Recently, studies for non-invasive renal transplant evaluation have been explored to control allograft rejection. In this paper, a computer-aided diagnostic system has been developed to accommodate ...with an early-stage renal transplant status assessment, called RT-CAD. Our model of this system integrated multiple sources for a more accurate diagnosis: two image-based sources and two clinical-based sources. The image-based sources included apparent diffusion coefficients (ADCs) and the amount of deoxygenated hemoglobin (\mathrm{R}2^{*}). More specifically, these ADCs were extracted from 47 diffusion weighted magnetic resonance imaging (DW-MRI) scans at 11 different b-values (b0, b50, b100, ..., b1000 s/mm 2 ), while the \mathrm{R}2^{*} values were extracted from 30 blood oxygen leveldependent MRI (BOLD-MRI) scans at 5 different echo times (2ms,7ms, 12ms, 17ms, and 22ms). The clinical sources included serum creatinine (SCr) and creatinine clearance (CrCl). First, the kidney was segmented through the RT-CAD system using a geometric deformable model called a level-set method. Second, both ADCs and \mathrm{R}2^{*} were estimated for common patients (N=30) and then were integrated with the corresponding SCr and CrCl. Last, these integrated biomarkers were considered the discriminatory features to be used as trainers and testers for future deep learning-based classifiers such as stacked auto-encoders (SAEs).
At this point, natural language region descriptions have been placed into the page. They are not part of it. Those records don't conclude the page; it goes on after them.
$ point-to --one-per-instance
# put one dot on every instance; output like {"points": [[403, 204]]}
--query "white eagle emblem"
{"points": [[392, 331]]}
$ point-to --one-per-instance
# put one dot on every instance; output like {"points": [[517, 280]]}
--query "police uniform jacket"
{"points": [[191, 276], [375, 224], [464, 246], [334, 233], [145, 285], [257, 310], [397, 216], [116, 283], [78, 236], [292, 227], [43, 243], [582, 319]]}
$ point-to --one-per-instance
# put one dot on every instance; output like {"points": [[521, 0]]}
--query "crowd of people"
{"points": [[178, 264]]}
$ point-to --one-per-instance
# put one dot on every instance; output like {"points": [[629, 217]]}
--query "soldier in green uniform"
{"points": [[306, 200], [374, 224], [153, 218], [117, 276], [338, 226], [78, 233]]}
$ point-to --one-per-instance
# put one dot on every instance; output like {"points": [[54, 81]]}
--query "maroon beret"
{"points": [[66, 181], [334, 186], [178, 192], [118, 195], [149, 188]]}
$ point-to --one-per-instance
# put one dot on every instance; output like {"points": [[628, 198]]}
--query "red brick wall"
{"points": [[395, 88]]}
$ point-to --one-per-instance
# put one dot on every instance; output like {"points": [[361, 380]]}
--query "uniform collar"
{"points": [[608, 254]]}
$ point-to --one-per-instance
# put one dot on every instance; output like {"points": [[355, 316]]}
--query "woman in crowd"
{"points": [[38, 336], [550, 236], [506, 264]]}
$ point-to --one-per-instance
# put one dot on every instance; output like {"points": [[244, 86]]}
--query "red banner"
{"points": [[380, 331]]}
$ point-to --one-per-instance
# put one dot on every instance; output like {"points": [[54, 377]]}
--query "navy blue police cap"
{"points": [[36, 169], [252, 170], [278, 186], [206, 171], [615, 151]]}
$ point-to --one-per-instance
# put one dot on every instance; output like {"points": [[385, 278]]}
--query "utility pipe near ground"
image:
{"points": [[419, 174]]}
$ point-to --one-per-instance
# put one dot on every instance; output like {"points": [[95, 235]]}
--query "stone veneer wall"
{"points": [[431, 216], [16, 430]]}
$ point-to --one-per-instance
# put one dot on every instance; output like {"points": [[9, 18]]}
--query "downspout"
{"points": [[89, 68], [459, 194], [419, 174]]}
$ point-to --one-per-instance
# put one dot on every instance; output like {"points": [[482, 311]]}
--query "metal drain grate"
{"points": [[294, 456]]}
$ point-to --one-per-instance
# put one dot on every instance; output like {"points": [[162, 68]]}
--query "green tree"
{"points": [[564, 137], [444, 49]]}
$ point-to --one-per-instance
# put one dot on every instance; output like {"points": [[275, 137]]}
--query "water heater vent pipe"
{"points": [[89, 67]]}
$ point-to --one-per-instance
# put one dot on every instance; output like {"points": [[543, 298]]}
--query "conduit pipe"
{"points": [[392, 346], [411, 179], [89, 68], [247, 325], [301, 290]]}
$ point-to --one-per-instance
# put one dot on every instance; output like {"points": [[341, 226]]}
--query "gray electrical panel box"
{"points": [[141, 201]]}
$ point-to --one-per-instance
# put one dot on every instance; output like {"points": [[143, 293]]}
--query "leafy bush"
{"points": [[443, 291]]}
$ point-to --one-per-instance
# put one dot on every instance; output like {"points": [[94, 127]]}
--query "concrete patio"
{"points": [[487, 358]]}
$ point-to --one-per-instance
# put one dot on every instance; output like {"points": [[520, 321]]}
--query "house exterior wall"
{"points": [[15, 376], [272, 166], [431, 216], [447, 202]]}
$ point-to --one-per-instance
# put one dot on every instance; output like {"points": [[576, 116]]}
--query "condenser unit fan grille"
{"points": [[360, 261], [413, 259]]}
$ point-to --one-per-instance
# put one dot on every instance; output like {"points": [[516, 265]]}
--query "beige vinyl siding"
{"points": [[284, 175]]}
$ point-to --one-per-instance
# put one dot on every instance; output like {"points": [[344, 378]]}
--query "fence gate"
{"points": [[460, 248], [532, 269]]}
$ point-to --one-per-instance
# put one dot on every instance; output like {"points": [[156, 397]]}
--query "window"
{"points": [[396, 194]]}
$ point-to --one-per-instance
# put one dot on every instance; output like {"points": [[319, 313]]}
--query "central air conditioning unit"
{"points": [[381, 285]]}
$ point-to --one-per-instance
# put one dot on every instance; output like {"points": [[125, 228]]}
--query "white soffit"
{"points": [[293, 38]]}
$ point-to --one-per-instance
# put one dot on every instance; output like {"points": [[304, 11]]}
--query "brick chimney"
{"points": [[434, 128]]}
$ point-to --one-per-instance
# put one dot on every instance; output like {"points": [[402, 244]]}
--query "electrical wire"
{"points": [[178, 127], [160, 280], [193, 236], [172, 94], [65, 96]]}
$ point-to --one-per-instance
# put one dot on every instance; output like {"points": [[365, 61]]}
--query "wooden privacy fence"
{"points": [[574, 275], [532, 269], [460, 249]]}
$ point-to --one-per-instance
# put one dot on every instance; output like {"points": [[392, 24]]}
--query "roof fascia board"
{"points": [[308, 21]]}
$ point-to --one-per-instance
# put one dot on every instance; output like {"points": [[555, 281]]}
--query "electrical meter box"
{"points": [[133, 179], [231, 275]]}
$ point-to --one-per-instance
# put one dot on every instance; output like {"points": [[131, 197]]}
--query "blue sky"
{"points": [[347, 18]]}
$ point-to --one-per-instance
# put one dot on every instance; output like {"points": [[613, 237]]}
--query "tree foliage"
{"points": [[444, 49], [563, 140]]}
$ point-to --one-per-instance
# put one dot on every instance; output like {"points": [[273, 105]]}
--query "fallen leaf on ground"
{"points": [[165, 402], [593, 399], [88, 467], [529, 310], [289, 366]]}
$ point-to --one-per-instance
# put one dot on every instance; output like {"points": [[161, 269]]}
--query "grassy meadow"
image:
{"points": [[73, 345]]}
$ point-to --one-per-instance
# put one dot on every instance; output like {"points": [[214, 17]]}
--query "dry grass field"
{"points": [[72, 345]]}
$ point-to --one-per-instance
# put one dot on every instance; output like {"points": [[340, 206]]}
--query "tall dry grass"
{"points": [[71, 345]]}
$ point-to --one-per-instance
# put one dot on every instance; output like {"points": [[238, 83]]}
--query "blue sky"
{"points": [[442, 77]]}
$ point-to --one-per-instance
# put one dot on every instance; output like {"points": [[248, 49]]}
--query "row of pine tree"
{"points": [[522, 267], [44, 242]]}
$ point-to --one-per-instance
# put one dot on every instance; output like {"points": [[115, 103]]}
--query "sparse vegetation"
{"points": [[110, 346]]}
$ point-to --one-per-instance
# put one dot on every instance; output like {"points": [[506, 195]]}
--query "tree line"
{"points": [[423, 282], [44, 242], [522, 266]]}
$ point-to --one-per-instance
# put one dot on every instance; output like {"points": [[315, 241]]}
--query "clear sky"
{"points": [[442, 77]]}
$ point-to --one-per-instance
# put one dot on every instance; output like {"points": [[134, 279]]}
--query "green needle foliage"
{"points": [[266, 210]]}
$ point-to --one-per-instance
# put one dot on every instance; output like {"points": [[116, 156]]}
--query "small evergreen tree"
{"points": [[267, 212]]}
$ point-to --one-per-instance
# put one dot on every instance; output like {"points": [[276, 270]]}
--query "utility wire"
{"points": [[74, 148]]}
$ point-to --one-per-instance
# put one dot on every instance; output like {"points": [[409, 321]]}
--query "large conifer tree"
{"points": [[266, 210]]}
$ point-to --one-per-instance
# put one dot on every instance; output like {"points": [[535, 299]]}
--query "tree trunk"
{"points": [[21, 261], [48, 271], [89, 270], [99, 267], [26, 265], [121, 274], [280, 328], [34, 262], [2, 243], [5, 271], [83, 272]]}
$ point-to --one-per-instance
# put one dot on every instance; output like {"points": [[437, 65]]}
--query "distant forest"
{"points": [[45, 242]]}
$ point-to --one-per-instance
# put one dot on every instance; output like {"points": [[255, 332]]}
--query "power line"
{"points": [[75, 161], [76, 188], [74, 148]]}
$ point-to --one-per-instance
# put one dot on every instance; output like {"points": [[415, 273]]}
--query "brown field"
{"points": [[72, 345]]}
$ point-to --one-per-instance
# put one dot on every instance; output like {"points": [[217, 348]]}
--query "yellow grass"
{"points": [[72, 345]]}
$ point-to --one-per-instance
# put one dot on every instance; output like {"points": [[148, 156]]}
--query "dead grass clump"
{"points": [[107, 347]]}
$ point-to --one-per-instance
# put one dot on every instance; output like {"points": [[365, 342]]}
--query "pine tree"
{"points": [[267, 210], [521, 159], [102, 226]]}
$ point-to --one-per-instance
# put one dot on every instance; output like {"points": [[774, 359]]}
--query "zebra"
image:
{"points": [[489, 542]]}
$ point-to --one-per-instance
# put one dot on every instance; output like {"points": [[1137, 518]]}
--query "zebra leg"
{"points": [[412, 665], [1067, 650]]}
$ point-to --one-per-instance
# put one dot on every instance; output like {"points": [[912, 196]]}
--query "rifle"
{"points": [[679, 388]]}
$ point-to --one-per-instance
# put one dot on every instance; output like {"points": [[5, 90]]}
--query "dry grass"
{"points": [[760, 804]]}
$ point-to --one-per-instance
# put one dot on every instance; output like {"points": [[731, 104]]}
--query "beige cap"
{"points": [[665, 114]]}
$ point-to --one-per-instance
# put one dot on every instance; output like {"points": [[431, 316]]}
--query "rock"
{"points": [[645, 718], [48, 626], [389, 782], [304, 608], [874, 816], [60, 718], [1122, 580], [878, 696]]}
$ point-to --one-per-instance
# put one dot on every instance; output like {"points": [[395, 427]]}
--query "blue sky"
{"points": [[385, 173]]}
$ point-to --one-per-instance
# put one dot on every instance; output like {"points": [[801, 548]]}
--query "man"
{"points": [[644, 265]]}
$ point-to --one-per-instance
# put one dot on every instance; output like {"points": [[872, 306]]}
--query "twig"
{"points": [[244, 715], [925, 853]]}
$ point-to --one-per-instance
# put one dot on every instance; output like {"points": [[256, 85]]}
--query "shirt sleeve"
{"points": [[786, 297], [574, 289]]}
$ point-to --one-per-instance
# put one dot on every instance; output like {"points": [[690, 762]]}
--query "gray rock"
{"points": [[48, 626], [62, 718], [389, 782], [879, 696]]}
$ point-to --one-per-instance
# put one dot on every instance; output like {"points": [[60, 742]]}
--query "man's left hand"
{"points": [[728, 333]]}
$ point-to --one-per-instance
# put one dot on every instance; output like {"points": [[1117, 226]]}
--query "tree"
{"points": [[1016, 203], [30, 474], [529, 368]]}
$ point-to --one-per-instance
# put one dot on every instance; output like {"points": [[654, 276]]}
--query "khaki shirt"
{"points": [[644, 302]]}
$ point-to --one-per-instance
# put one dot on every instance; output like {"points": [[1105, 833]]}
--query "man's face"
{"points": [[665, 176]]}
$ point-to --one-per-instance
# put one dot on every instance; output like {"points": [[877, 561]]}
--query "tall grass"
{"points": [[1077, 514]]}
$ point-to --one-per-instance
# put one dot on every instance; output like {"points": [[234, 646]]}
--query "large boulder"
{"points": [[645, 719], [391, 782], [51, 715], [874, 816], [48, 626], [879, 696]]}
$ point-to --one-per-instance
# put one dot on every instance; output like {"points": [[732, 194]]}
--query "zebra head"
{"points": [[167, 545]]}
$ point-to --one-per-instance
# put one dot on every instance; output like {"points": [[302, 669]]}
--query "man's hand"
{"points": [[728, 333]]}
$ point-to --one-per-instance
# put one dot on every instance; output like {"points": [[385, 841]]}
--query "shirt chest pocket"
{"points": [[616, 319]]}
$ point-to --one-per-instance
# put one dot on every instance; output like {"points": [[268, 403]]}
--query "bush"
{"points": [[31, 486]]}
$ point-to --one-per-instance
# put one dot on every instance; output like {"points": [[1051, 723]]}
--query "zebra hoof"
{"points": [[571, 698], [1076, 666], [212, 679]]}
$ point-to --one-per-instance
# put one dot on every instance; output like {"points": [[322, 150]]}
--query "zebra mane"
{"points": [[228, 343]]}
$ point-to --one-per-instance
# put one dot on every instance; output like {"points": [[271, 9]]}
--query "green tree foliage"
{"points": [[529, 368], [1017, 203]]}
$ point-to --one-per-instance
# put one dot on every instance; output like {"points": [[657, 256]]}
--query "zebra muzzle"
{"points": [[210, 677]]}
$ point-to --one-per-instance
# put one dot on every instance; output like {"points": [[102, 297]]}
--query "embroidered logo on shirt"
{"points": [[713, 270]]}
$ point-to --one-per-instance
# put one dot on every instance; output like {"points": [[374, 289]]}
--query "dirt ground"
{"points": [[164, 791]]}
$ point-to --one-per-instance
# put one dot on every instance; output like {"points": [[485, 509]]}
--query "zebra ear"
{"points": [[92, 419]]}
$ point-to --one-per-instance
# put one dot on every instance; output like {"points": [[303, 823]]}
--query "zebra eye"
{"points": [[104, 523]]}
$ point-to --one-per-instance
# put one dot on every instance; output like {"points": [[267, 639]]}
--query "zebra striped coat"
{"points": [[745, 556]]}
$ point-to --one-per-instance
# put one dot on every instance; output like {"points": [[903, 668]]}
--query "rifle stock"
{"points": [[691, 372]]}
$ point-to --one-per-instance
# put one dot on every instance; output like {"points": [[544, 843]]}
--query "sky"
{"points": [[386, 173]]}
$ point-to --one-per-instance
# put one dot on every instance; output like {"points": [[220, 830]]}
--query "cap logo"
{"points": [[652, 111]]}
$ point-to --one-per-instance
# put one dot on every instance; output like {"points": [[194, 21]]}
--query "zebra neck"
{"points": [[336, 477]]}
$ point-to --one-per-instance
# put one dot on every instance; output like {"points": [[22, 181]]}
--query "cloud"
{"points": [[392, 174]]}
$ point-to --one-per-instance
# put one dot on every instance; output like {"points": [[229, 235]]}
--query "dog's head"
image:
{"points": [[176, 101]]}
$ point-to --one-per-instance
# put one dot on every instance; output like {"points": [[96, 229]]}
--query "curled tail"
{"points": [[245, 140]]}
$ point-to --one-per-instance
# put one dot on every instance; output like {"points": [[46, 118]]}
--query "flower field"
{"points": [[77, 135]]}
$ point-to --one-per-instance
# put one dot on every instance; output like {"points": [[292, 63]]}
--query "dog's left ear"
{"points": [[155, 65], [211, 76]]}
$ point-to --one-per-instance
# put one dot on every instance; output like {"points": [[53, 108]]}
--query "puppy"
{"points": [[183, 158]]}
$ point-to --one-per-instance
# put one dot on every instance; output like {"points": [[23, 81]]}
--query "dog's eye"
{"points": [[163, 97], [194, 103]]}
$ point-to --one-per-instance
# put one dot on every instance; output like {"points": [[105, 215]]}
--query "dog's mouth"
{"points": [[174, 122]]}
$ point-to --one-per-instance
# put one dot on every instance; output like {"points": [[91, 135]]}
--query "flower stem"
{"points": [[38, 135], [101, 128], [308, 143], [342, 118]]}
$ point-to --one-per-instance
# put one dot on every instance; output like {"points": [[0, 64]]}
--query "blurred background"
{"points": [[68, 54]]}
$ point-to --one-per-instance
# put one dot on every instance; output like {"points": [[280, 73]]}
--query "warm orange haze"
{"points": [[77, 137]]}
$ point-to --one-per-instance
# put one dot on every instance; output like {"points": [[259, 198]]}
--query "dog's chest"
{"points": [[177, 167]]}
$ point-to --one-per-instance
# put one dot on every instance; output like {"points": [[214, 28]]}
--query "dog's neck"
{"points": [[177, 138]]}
We used a k-fold cross-validation criteria to evaluate the RT-CAD system diagnostic performance, which achieved the following scores: 93.3%, 90.0%, and 95.0% in terms of accuracy, sensitivity, and specificity in differentiating between acute renal rejection (AR) and non-rejection (NR). The reliability and completeness of the RT-CAD system was further accepted by the area under the curve score of 0.92. The conclusions ensured that the presented RT-CAD system has a high reliability to diagnose the status of the renal transplant in a non-invasive way.